Na Terra Indígena Raposa Serra do Sol, vivem cerca de 20 mil índios das etnias macuxi, os uapixanas, ingaricós, taurepangues e patamonas. A reserva foi reconhecida em 1993 pela Fundação Nacional do Índio (Funai), demarcada durante o governo de Fernando Henrique Cardoso e homologada em 2005 pelo ex-presidente Luiz Inácio Lula da Silva.
A área possui cerca de 1,7 milhão de hectares e está localizada no nordeste do estado de Roraima, na fronteira do Brasil com outros dois países: a Guiana e a Venezuela. A região já foi objeto de disputa entre os indígenas e fazendeiros, produtores de arroz, que ocuparam irregularmente áreas da reserva.
Em 2009, o Supremo Tribunal Federal (STF) validou a demarcação contínua da reserva e determinou a saída dos arrozeiros e não índios que ocupavam a área. Em 2013, a corte decidiu validar uma vez mais os critérios utilizados para a demarcação da Terra Indígena Raposa Serra do Sol.
Nesta segunda-feira (17), o presidente eleito Jair Bolsonaro defendeu que a área da reserva indígena Raposa Serra do Sol seja explorada. “É a área mais rica do mundo. Você tem como explorar de forma racional. E no lado do índio, dando royalty e integrando o índio à sociedade”, disse Bolsonaro na saída de um evento de inauguração de um colégio militar, no Rio de Janeiro.
Não é de hoje que Jair Bolsonaro manifesta interesse em permitir a exploração de nióbio em áreas localizadas dentro da reserva. “Eu sonho, quem sabe um dia, termos também o Vale do Nióbio”, disse o presidente eleito em um vídeo que circula na internet.
Questão de honra
O tema da demarcação da reserva Raposa Serra do Sol também é de interesse pessoal de outro personagem do governo de Jair Bolsonaro, o futuro ministro-chefe do Gabinete de Segurança Institucional (GSI), o general Augusto Heleno.
Segundo fontes consultadas pelo Brasil de Fato, Heleno sofreu uma “punição” por declarar-se contra a política indigenista do governo Lula, precisamente na época da demarcação da terra indígena Raposa Serra do Sol, passando a exercer cargos burocráticos dentro das Forças Armadas, antes de passar à reserva. O castigo teria inflamado o “antipetismo” do general.
Ainda de acordo com as fontes consultadas, um dos argumentos utilizados por Heleno para se posicionar contra a demarcação era de que esse seria o “primeiro passo” para a criação de um “estado autônomo” na fronteira norte do Brasil.

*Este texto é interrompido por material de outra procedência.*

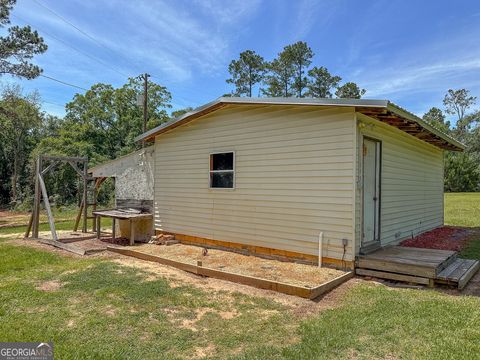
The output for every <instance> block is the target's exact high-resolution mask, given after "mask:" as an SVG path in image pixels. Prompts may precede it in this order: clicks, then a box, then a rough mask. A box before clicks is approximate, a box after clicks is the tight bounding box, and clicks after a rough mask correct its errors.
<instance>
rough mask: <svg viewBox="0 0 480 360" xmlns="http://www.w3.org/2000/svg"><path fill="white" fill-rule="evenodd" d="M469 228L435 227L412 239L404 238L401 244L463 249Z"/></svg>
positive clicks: (454, 250)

Em entrevista ao jornalista Bernardo Mello Franco, do jornal O Globo, nesta terça-feira (18), o ministro aposentado do STF, Carlos Ayres Britto, afirmou que não há razão para o questionamento. “As terras indígenas pertencem à União. Qual é o perigo para a soberania nacional? Nenhum”.
Brasil de Fato
General Augusto Heleno, futuro ministro-chefe do Gabinete de Segurança Institucional (GSI) do governo de Jair Bolsonaro / Evaristo Sá
Cortina de fumaça
O Brasil já possui a maior jazida de nióbio do mundo, localizada na cidade de Araxá (MG), explorada há mais de 50 anos pela Companhia Brasileira de Metalurgia e Mineração (CBMM). Somente essa empresa abastece cerca de 75% do mercado mundial, com produção de 70 mil toneladas ao ano, a um preço de 40 dólares o quilo.

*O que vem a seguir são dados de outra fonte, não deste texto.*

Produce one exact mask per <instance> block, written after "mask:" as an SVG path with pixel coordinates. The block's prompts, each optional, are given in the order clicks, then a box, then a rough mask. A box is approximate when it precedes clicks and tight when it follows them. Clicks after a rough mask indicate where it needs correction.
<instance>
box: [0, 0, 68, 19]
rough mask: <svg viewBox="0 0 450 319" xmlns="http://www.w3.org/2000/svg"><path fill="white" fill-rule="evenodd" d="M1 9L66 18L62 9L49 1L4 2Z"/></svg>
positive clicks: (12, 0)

Segundo o jornalista e gestor ambiental André Trigueiro, “estimando-se um crescimento econômico mundial de 4% ao ano, essas jazidas atenderiam normalmente ao mercado por mais 400 anos”.
De acordo com reportagem publicada pelo jornal Valor Econômico, a equipe do presidente eleito prepara um decreto para revisar a criação da Terra Indígena.
Dívida histórica com povos indígenas
Ayres Britto, que ocupava a presidência do STF durante o primeiro julgamento do processo relacionado à demarcação da Terra Indígena Raposa Serra do Sol em 2009, afirmou que Jair Bolsonaro não pode alterar a demarcação da reserva pois a questão já transitou em julgado. “Foi uma decisão histórica. Para os índios, é direito adquirido”, disse.
Segundo o ministro aposentado, não há motivo para revisão de uma decisão que foi tomada visando “conciliar os interesses dos índios com os interesses nacionais”.
O ex-ministro criticou as declarações do presidente eleito sobre “integrar” os índios à sociedade. Britto argumentou ainda que “depois que o Estado paga uma dívida histórica, civilizatória, ele não pode mais estornar o pagamento e voltar a ser devedor”.